Eigentlich war Phil Jungen, seit fünf Jahren Leiter Sportmedizin Nottwil, beim Panathlon Club Zürich eingeladen um über die Paralympics in Tokio zu reden. Die Spiele finden wegen Covid-19 erst 2021 statt. Zu erzählen hatte er trotzdem viel.

Schon der Lebenslauf des Swiss Paralympic-Arztes ist aussergewöhnlich. Aufgewachsen ist er in Papua Neuginea, einem Inselstaat im südwestlichen Pazifik mit sehr hoher Kriminalitätsrate. Als Jugendlicher kam er zurück in der Schweiz und absolvierte eine Maschinenschlosserlehre. Erst dann packte ihn die Medizin.

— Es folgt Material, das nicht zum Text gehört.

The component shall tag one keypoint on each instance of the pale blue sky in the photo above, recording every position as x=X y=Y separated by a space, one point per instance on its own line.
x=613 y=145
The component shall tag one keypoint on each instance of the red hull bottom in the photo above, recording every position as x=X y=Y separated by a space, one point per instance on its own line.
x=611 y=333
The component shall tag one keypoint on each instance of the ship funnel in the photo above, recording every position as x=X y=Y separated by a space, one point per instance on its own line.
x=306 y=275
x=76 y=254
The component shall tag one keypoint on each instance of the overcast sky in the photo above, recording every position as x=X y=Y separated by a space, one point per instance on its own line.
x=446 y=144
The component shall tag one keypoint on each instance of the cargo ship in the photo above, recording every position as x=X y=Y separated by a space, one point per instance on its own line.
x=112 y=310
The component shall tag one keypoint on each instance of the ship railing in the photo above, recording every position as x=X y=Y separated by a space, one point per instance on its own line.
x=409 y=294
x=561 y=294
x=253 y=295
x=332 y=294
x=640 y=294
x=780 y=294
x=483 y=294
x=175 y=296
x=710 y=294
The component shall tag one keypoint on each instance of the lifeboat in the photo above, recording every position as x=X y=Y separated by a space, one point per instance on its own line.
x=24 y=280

Phil ist ein geborener Erzähler. Er berichtet offen und ehrlich. So gab es in Südkorea bei den Paralympics pro vier Zimmer nur ein behindertengerechtes WC!  Wenn man weiss, dass Para- und Tetra-Athlet*innen 1,5 Stunden für eine Darmentleerung brauchen, dann ahnt man WIE schwierig das war. Phil Jungen erzählt: «Es gab einen WC-Plan. Der erste Athlet musste um zwei Uhr in der Nacht auf die Toilette. Nur so schafften wir es rechtzeitig bereit zu sein.» Man stelle sich das mal bei den olympischen Spielen vor!! Die Organisation liess auch sonst da und dort zu wünschen übrig. So stand  das Schweizer Team bei minus zehn Grad um 0730 vergebens vor dem Village und wartete auf den Bus.  Eine gefährliche Situation, denn Athlet*innen im Rollstuhl spüren die Kälte an ihren gelähmten Gliedern nicht, es drohten Erfrierungen.  «Schliesslich kam ein nichtbehindertengerechter Bus und wir mussten per Telefon Schweizer Betreuer*innen alarmieren um die Teammitglieder in den Bus zu tragen.»

Auch Doping war ein Thema. Behinderte Sportler*innen sind nicht besser oder schlechter als nicht behinderte. Es gibt allerdings spezifische Dopingmethoden:  «Man bricht dem Athleten ein Bein, dann saust der Blutdruck hoch. Denn der Körper reagiert, auch wenn der Sportler keinen Schmerz spürt.» Kurz vor dem Start im Callraum wird vor einem Wettkampf bei den Rollstuhl-Fahrer*innen der Blutdruck gemessen. Ist der obere Wert über 160 so darf der Athlet nicht starten (wird aber nicht gesperrt). Denn dies könnte ein Zeichen von «Boosting» sein. Das heisst, Athlet*innen kommen mit einer prallvollen Blase an den Start. Sie spüren wegen ihrer Lähmung keinen Harndrang. Aber sie gehen laut Phil Jungen mit dieser Methode «ab wie eine Rakete». Platzen könne die Blase nicht, aber es könnte eine gefährliche Nierenbecken-Entzündung entstehen.

Das Gespräch mit Phil Jungen war kurzweilig und spannend. Vielleicht sehen einige Zuhörer*innen künftig die Paralympic-Wettkämpfe mit anderen Augen.